Among the biotic variables, plant size (height and diameter) in the quadrats was consistently significantly related to the distance and size of nearest neighbors (Table 2). The mean maximum diameter of the two nearest neighbors (2NN) was always significantly positively related to plant maximum diameter (Table 2, Fig. 4). Similarly 2NN distance and 2NN height were significantly positively related to plant diameter and height, respectively (Table 2). While the strength of these relationships varied, nearest-neighbor characteristics were the most consistent predictors of plant size in the quadrats.

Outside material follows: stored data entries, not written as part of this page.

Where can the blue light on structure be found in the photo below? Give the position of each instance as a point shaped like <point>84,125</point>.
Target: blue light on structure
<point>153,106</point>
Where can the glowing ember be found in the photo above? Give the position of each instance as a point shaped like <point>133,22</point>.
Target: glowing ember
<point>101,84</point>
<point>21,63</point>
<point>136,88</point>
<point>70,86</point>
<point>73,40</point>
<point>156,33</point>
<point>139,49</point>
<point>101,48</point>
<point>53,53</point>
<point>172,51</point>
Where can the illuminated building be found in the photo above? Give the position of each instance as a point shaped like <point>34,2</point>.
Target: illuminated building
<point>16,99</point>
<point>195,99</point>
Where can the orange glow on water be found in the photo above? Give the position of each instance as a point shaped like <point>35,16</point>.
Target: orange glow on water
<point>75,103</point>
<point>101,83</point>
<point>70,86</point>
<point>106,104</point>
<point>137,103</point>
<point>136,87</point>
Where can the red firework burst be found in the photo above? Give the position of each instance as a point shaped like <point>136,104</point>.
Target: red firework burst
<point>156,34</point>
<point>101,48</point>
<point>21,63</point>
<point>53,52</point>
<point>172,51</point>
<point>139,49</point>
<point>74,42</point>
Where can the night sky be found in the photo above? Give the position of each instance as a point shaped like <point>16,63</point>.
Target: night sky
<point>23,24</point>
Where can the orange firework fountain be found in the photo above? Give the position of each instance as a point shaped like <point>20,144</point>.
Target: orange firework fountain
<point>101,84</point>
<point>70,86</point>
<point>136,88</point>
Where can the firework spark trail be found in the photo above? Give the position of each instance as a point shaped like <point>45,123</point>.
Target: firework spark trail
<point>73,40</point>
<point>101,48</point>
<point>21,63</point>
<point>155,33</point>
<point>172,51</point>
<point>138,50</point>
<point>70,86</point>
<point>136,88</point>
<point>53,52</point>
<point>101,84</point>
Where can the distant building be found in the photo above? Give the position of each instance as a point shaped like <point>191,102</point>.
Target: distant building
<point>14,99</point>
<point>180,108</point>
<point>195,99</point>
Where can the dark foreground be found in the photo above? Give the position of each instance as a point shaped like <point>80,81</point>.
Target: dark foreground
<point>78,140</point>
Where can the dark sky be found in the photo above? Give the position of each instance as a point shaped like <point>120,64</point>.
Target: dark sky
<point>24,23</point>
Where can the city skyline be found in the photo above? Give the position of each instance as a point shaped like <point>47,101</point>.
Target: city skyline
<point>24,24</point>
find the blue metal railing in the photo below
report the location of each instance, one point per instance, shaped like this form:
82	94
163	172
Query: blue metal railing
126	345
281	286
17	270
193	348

Both epiphyte load and altitude contributed significantly to explaining plant size and growth rate, although these relationships were neither strong nor consistent. Epiphyte load was significantly negatively related to plant growth rate in two of the models and positively in one (Table 2). Altitude contributed significantly to explaining plant height or growth rate in three of the transect models (Table 2). Plant height declined significantly with increasing altitude in two cases, whereas plant growth rate increased with altitude in one of the models (Table 2). Therefore, in addition to nearest-neighbor characteristics, in some cases plant size and growth rate were related to altitude and epiphyte load.

SIMULATION MODEL

Simulation model results showed that the magnitude of one S.D. around the mean plant age estimate is influenced by the size of the plant being aged, as well as the variability in site growth rate. Variability in growth rate and the standard deviation around mean age were significantly positively related in the three randomly generated data sets (generated with low, medium and high variability in growth rate; for all plant sizes: slope estimates >0.65, R² > 0.9, F_{1, 1} > 100.0, P < 0.05). However, no significant relationships were found between the accuracy of age estimates and the variability in growth rate for the measured data sets (for all plant sizes: F_{1, 4} < 0.27, P > 0.5). Using both measured and generated growth rate distributions (i and ii in Methods), the standard deviation around the mean estimated age increased significantly with plant size (all data sets: slope estimates between 0.001 and 0.008, R² > 0.9, F_{1, 7} > 64.0, P < 0.01, except for the generated data set with the least variation in growth rate, since S.D. of simulated ages was zero for some size classes; Table 3). Therefore, within any particular site, small plants (i.e. 75 mm tall) could be aged more accurately (S.D. = 1.8–2.6 yr) than large plants (600 mm tall: S.D. = 4.9–6.0 yr; using the observed growth rate data, Table 3). Averaged over all plant sizes, the mean accuracy of age estimates (i.e. averaged across the second row of all plant heights in Table 3) was approximately 4.5 yr.